Why it matters: AI agents default to any when they cannot infer the correct type, defeating the purpose of TypeScript.

todo-in-production

Severity: info (general) / warning (security-related)

TODO/FIXME/HACK comments left in production code.

What it catches:

// TODO: add input validation before database query
// FIXME: this is vulnerable to SQL injection
// HACK: hardcoded API key for now

Why it matters: AI agents leave TODO comments as placeholders for unimplemented logic. Security-related TODOs are escalated to warning severity.

empty-error-handler

Severity: warning

Catch/except blocks that silently swallow errors.

What it catches:

try {
await saveUser(data);
} catch (e) {
console.log(e); // logs but does not handle
}
try:
save_user(data)
except:
pass # silently swallowed

Why it matters: AI agents wrap code in try/catch but do not implement meaningful error handling. Errors disappear silently.

excessive-comment-ratio

Severity: info

Files where more than 50% of lines are comments.

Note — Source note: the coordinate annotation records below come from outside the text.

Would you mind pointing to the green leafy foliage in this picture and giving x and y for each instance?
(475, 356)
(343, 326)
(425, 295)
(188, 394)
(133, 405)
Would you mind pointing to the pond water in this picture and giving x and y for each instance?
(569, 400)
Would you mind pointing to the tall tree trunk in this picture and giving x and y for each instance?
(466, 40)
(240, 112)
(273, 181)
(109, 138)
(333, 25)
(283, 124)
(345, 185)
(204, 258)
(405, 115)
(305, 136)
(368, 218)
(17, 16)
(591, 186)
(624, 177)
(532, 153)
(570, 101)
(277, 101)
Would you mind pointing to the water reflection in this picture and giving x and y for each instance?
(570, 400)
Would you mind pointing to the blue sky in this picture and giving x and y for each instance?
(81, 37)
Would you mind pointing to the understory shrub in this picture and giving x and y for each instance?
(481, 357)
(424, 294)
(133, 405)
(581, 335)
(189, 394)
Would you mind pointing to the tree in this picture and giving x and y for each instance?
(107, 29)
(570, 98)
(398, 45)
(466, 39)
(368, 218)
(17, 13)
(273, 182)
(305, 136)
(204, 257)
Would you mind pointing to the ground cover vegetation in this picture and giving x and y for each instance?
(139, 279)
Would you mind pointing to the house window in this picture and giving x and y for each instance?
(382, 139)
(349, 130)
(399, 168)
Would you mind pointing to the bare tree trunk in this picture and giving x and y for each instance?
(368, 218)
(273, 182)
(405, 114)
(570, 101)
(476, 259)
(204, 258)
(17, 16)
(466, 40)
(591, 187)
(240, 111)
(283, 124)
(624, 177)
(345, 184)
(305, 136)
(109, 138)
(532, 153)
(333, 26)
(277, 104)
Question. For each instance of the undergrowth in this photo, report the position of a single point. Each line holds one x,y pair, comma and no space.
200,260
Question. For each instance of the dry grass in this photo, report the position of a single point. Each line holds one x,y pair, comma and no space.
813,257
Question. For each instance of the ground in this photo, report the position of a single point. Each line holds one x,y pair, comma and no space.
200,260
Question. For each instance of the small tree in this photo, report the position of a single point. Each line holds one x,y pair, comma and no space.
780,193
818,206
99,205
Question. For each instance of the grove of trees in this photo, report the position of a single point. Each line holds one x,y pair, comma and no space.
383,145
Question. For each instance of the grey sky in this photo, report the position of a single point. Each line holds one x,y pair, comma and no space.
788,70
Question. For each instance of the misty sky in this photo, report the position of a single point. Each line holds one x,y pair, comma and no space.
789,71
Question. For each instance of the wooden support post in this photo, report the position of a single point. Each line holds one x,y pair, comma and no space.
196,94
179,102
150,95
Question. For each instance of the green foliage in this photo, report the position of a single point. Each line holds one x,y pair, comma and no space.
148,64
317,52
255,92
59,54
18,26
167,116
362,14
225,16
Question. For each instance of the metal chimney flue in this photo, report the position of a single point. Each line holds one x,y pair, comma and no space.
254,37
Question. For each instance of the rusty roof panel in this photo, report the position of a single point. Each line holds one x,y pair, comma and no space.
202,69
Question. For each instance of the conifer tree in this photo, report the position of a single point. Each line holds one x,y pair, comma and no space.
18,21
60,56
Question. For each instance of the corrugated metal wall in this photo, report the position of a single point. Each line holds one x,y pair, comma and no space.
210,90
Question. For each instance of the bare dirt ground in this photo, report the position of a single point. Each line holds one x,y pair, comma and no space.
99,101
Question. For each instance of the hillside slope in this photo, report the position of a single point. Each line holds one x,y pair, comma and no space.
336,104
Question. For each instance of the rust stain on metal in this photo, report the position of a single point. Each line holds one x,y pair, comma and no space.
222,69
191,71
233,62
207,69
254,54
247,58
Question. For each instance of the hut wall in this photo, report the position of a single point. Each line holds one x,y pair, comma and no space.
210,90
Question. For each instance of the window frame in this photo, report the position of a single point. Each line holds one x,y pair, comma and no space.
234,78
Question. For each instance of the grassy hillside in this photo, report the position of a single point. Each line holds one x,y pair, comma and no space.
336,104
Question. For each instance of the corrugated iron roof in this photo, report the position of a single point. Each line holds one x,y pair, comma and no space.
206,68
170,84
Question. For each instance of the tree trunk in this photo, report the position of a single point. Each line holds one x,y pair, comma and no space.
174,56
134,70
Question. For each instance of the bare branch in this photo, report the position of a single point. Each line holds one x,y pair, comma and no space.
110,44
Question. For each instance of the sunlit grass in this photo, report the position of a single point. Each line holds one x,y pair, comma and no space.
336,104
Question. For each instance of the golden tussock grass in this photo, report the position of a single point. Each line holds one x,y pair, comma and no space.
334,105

What it catches: Files with extensive AI-generated documentation comments that inflate the codebase without adding value.

Why it matters: AI agents tend to over-document with verbose JSDoc and inline comments, sometimes generating more comments than code.

Configuration: The threshold (default 0.5) can be tuned in .vibecop.yml.

over-defensive-coding

Severity: info

Redundant null checks on values that cannot be null.

What it catches:

const items = getItems(); // returns Item[], never null
if (items !== null && items !== undefined) {
// unnecessary null check
}

Why it matters: AI agents add defensive null checks everywhere, even where the type system guarantees a value exists.

llm-call-no-timeout

Severity: warning

new OpenAI() or new Anthropic() constructors without a timeout option, and .create() calls without max_tokens.

What it catches:

const openai = new OpenAI({ apiKey: process.env.OPENAI_API_KEY });
// missing: timeout option
const response = await openai.chat.completions.create({
model: 'gpt-4o',
messages: [{ role: 'user', content: prompt }],
// missing: max_tokens
});

Why it matters: Without timeouts, LLM calls can hang indefinitely. Without max_tokens, responses can be unexpectedly large and expensive. Source: SpecDetect4LLM (UMM pattern).

llm-unpinned-model

Severity: warning

Moving model aliases like "gpt-4o" or "claude-3-sonnet" that silently change behavior when the provider updates the alias.

What it catches:

const response = await openai.chat.completions.create({
model: 'gpt-4o', // alias — could point to different model tomorrow
});

Fix: Pin to a dated version:

model: 'gpt-4o-2024-08-06'

Why it matters: Model aliases are moving targets. Your application’s behavior can change without any code change. Source: SpecDetect4LLM (NMVP pattern).

llm-temperature-not-set

Severity: info

LLM .create() calls without an explicit temperature parameter.

What it catches:

const response = await openai.chat.completions.create({
model: 'gpt-4o-2024-08-06',
messages: [...],
// missing: temperature
});

Why it matters: The default temperature varies by provider and model. Explicit temperature ensures consistent output behavior. Source: SpecDetect4LLM (TNES pattern).

llm-no-system-message

Severity: info

Chat API calls without a role: "system" message in the messages array.

What it catches:

const response = await openai.chat.completions.create({
model: 'gpt-4o-2024-08-06',
messages: [
{ role: 'user', content: 'Summarize this document' },
// missing: system message
],
});

Why it matters: System messages set the behavior, constraints, and output format for the model. Without them, the model operates without guardrails. Source: SpecDetect4LLM (NSM pattern).